O Grito de Edvard Munch de 1893 muitas pinturas munch foram feitas com a técnica de têmpera com ovo inclusive este aqui, que possui hoje quatro versões conhecidas

 Mas Munch era um artista mais preocupado com o futuro do que com o passado, e especialmente ansioso em relação ao ritmo da tecnologia.

 Certamente, ele deve ter ficado ainda mais profundamente impressionado com o espetáculo de tirar o fôlego de uma enorme lâmpada incandescente repleta de 20 mil lâmpadas menores que se elevava em um pedestal sobre o pavilhão na mesma exposição.
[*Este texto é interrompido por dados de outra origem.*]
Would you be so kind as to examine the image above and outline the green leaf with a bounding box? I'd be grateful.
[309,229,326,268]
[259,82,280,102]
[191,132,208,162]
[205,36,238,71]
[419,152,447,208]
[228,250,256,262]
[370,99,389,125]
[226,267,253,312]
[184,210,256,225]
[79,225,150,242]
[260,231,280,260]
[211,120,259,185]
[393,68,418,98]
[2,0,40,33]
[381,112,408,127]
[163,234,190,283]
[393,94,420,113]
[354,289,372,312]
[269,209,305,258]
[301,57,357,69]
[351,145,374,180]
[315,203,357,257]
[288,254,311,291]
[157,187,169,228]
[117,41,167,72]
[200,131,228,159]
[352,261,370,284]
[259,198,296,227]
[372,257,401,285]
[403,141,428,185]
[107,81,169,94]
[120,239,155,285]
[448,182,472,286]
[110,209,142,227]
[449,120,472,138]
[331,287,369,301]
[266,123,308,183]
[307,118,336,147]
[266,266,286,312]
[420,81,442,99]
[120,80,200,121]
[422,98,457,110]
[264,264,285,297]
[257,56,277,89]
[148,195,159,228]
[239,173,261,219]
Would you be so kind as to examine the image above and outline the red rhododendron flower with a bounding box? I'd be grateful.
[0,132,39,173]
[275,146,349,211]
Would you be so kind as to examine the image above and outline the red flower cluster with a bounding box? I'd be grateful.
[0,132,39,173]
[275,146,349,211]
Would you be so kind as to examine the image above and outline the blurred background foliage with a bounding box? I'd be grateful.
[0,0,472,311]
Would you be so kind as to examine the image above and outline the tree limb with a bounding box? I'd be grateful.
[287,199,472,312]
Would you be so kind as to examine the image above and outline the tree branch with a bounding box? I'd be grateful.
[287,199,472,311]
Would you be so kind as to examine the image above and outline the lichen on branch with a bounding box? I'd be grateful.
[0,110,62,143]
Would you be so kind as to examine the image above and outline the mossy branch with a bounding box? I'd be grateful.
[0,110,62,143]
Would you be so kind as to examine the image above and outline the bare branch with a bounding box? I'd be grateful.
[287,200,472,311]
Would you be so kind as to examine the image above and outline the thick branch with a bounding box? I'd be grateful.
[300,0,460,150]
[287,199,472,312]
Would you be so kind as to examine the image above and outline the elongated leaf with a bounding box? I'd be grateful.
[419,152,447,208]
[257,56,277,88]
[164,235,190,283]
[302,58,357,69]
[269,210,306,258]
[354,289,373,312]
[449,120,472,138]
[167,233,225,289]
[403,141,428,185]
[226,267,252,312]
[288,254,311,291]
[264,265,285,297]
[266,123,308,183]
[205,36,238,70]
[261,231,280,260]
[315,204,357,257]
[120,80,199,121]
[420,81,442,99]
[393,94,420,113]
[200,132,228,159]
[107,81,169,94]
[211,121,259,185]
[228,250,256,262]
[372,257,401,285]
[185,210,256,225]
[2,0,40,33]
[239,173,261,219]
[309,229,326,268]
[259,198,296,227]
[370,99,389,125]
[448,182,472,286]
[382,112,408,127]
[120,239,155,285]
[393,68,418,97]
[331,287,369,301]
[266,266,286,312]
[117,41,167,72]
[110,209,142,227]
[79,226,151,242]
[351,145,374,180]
Thomas Edison foi um dos mais prolíficos inventores de seu tempo, em 1879, Edison criou a lâmpada incandescente, seu primeiro invento comercialmente viável.

  Um tributo às ideias de Thomas Edison, a escultura se erguia como um deus cristalino anunciando uma nova idolatria, acionando um interruptor na mente de Munch. Os contornos do rosto de O Grito refletem com extraordinária precisão a mandíbula caída e o crânio bulboso do assustador totem elétrico de Edison.

O beijo de Gustav Klimt 1907

 Sem dúvida o amor e a paixão estão no extremo oposto dos longos jalecos brancos e lâminas para microscópios de testes científicos. Não de acordo com a pintura O Beijo, de Gustav Klimt.

O beijo de Gustav Klimt 1907

 No ano em que pintou sua obra, Viena efervescia com a linguagem das plaquetas e células sanguíneas, especialmente nos arredores da Universidade de Viena, onde o próprio Klimt fora convidado, anos antes, a criar pinturas baseadas em temas médicos.

 Karl Landsteiner, um imunologista pioneiro da universidade (o primeiro cientista a distinguir os grupos sanguíneos) estava trabalhando duro para fazer as transfusões de sangue serem bem-sucedidas.

 Olhe mais de perto a curiosa estampa do vestido da mulher na pintura de Klimt e, de repente, você constata o que são: placas de Petri pulsando com células, como se o artista nos tivesse oferecido uma tomografia da sua alma. O Beijo é a biópsia luminosa do amor eterno de Klimt.

Lâminas de microscópio, pequenas placas de vidro que contém o material a ser observado, os vidros são sobrepostos e o material fica no centro comprimido pelas lâminas.